The appeal to private investors

Family offices and private investors are drawn to the cannabis industry’s dramatic growth potential. According to New Frontier Data’s Cannabis Industry Annual Report, the legal cannabis market was worth an estimated $6.6 billion in 2016, and annual sales projected to grow at a compound annual growth rate (CAGR) of 16% to reach more than $24 billion by 2025.

“Many people are investing in the space, but the family office investors who are most interested are those which are familiar with agriculture, warehousing, or have navigated more heavily regulated business channels before and have done well there such as alcohol and tobacco,” explains Richard C. Wilson, who advises on over $5B of family office assets and is CEO of the Family Office Club.
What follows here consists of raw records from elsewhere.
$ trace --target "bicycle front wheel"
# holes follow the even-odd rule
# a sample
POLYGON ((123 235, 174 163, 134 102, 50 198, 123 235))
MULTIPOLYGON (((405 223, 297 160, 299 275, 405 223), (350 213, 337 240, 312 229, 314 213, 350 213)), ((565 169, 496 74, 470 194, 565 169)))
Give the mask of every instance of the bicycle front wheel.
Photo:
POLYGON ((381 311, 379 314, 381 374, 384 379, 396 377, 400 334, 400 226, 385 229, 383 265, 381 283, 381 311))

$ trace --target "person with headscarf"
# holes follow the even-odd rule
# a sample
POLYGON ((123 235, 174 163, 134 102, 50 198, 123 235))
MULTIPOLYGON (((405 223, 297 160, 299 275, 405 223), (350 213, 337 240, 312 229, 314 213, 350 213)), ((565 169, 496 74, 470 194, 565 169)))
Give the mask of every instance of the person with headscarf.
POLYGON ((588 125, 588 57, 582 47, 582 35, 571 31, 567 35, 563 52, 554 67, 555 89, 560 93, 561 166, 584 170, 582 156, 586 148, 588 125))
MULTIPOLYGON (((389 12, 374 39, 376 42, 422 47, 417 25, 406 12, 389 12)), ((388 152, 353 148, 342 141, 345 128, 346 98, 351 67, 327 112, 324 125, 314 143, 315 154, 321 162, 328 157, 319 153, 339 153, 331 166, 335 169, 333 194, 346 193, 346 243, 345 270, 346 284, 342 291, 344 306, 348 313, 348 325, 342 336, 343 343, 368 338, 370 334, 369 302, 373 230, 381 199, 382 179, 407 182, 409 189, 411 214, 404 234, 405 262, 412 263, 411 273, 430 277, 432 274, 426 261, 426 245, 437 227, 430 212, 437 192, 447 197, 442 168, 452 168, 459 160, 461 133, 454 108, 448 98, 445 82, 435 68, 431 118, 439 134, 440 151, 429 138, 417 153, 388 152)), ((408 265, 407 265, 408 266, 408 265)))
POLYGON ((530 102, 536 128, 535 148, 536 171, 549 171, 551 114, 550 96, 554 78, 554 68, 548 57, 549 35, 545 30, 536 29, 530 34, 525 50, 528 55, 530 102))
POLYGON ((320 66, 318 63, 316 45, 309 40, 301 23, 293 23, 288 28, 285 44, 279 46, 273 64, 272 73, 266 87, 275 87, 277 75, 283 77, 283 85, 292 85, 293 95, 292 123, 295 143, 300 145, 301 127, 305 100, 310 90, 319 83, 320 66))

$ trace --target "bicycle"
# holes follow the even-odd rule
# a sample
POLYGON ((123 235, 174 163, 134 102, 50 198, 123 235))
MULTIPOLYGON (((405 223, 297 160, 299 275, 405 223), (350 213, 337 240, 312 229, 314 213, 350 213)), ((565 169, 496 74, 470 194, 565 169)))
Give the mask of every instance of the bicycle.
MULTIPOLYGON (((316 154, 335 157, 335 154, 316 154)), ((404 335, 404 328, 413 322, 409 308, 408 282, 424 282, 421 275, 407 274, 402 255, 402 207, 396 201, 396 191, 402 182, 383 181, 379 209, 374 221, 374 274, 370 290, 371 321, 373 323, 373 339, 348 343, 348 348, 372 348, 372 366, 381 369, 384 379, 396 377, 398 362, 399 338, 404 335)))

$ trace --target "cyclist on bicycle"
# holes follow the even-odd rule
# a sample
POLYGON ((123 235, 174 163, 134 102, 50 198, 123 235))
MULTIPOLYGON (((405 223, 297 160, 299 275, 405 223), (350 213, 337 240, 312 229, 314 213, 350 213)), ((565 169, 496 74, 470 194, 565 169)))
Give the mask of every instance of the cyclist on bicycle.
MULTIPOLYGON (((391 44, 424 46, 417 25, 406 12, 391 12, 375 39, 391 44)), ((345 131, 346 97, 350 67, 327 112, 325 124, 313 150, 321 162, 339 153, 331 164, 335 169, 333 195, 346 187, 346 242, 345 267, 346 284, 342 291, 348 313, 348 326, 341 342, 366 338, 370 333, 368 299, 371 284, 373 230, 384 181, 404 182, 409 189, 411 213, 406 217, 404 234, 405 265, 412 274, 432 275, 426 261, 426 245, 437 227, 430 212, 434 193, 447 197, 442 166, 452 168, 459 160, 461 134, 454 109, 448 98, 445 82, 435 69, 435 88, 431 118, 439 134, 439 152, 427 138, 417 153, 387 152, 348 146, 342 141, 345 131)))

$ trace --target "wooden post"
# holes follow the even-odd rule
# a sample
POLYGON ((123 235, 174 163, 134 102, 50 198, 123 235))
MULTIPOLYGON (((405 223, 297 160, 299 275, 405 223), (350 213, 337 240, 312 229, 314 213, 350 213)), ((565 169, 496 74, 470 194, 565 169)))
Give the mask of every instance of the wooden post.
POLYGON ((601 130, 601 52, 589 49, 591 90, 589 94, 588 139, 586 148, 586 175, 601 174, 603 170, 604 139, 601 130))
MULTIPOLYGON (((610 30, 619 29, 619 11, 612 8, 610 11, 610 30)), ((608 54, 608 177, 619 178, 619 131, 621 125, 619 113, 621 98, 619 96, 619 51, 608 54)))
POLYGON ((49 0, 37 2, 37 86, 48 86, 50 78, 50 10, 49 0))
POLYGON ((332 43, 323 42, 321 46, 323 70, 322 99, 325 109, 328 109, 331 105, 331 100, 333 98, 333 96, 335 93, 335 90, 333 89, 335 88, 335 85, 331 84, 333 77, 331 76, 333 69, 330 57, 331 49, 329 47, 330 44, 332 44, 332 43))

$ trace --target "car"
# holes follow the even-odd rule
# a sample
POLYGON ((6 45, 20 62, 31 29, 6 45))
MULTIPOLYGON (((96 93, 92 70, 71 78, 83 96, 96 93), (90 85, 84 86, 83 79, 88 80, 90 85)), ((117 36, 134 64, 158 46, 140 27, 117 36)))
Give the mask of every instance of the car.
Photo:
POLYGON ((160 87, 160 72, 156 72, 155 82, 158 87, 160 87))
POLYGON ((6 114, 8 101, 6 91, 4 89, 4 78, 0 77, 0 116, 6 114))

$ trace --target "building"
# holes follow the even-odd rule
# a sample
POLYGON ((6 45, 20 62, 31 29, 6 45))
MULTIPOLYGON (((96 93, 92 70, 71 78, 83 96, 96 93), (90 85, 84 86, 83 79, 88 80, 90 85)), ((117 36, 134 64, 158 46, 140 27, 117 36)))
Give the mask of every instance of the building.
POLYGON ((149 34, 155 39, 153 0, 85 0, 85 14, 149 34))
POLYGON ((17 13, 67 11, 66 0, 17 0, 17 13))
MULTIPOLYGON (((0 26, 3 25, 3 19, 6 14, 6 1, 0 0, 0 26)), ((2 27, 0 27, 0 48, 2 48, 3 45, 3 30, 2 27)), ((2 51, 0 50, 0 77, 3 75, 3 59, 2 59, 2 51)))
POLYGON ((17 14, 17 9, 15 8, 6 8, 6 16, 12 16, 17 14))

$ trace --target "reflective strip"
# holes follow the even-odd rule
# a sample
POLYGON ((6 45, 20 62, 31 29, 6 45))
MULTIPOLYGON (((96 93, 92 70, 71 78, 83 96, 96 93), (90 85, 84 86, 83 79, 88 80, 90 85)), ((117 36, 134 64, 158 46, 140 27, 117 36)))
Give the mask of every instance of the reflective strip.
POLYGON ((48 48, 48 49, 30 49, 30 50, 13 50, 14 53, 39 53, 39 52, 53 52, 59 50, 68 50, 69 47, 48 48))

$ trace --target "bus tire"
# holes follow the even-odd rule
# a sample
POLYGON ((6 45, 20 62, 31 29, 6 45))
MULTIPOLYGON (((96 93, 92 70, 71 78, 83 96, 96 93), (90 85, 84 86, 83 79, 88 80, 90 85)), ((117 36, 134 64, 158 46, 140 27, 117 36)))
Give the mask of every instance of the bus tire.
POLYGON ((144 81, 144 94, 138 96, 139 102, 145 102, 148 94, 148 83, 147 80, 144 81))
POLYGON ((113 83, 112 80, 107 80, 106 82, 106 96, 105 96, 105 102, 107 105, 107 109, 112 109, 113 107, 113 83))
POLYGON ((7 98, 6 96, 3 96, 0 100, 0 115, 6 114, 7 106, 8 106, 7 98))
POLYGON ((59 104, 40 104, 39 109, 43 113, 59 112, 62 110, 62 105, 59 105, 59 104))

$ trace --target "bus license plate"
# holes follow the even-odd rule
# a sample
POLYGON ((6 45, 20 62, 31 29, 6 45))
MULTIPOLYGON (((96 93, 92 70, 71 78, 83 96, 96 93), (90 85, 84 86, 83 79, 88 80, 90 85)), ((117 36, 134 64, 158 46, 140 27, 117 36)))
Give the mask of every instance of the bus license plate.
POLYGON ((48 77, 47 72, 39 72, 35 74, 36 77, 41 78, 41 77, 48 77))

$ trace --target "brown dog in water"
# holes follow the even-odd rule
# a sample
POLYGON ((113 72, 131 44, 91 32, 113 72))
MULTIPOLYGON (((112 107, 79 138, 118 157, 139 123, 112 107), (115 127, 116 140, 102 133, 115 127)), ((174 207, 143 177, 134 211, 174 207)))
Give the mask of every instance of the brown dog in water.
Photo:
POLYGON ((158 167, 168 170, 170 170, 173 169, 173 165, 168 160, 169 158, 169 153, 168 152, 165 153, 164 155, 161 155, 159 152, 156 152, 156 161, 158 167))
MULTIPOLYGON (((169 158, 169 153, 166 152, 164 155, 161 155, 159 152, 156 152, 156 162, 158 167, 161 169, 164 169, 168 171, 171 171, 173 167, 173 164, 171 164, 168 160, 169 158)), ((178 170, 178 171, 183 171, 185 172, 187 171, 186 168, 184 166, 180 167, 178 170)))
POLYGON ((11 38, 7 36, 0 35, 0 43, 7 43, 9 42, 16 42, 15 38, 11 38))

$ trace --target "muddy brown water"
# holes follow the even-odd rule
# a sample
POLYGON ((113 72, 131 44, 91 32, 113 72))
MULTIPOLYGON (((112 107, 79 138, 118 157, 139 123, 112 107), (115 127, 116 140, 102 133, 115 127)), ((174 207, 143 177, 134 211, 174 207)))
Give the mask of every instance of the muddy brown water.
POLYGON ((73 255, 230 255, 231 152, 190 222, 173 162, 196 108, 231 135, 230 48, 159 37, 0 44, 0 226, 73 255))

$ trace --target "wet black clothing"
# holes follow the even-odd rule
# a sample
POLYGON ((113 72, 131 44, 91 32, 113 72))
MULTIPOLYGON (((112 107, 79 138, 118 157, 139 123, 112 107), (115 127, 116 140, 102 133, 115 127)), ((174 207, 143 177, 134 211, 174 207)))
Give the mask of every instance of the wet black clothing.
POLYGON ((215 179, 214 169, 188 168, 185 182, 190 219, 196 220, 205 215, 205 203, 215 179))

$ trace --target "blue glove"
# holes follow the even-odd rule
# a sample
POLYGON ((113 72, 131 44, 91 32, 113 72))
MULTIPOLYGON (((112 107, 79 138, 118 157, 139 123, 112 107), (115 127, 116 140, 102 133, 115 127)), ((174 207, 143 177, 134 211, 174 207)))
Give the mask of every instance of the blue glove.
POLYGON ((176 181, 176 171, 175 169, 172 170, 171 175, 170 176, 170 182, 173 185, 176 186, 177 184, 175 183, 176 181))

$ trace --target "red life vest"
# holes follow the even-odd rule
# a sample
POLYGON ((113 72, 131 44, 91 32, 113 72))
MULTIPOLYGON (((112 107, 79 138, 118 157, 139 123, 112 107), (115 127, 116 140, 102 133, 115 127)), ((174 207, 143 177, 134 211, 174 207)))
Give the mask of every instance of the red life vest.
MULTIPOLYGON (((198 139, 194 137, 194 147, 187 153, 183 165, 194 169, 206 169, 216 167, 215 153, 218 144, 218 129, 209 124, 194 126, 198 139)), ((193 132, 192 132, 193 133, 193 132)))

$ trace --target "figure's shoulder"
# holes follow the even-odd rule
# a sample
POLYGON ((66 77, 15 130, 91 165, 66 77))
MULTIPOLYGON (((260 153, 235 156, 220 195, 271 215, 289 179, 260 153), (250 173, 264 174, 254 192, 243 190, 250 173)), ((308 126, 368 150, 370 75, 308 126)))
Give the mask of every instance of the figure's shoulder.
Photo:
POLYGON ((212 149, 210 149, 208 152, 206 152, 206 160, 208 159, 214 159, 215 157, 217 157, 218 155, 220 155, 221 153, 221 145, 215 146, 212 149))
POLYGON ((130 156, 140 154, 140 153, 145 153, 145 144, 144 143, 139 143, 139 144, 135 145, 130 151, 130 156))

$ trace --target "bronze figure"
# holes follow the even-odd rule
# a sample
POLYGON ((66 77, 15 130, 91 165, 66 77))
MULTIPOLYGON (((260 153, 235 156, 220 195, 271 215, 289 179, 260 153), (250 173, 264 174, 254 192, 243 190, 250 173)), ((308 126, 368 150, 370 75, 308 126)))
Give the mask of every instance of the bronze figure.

Even if the Justice Department doesn’t intervene, the cannabis market has attracted so much interest lately that some investors worry about valuations. “I have seen many startup cannabis companies getting $20 million and $50 million plus valuations with only a little progress to show for it, and most of the valuation being on the excitement around the space,” says Wilson.

He adds that initial rounds of capital typically come from friends and family — who may have an inflated idea of value. “There is often a huge gap between what un-informed golf club HNW friends will pay for access to a deal vs. a wise family office. That is happening now fairly often but can get solved via debt notes, warrants, down rounds, special provisions on a share class, etc.,” he adds.

So in addition to the legal risks, there may also be financial exposure. “There’s a risk that you are far overpaying for a startup company who doesn't have sales yet. If the space gets too hot you are better off waiting to see who survives and then buy their proven cash flow down the road when things settle down potentially - but nobody knows if or when that could happen,” says Wilson.

Not for everyone

Given the proliferation of seminars and conferences, alternative investment vehicles (a trio of marijuana-related ETFs launched in January) and research on the topic, you might think that private investors were swarming the cannabis industry. But even in the family office sector, many organizations are wary of the legal, reputational and investment risks.

Even MedMen's Yi admits, “This is not an investment space for everyone. There are people who will never get into this space until the federal prohibition ends.”

“It is a tricky space to navigate, but therein lies the opportunity,” he adds. “There’s no other industry today that gives you the potential to do a rate of return of in the 25% to 30% range. So it’s your classic risk and reward when it comes to investment. Yes, the risks are higher, or perceived risks from our standpoint. But if you believe in the long-term viability of this industry, the potential returns are huge.”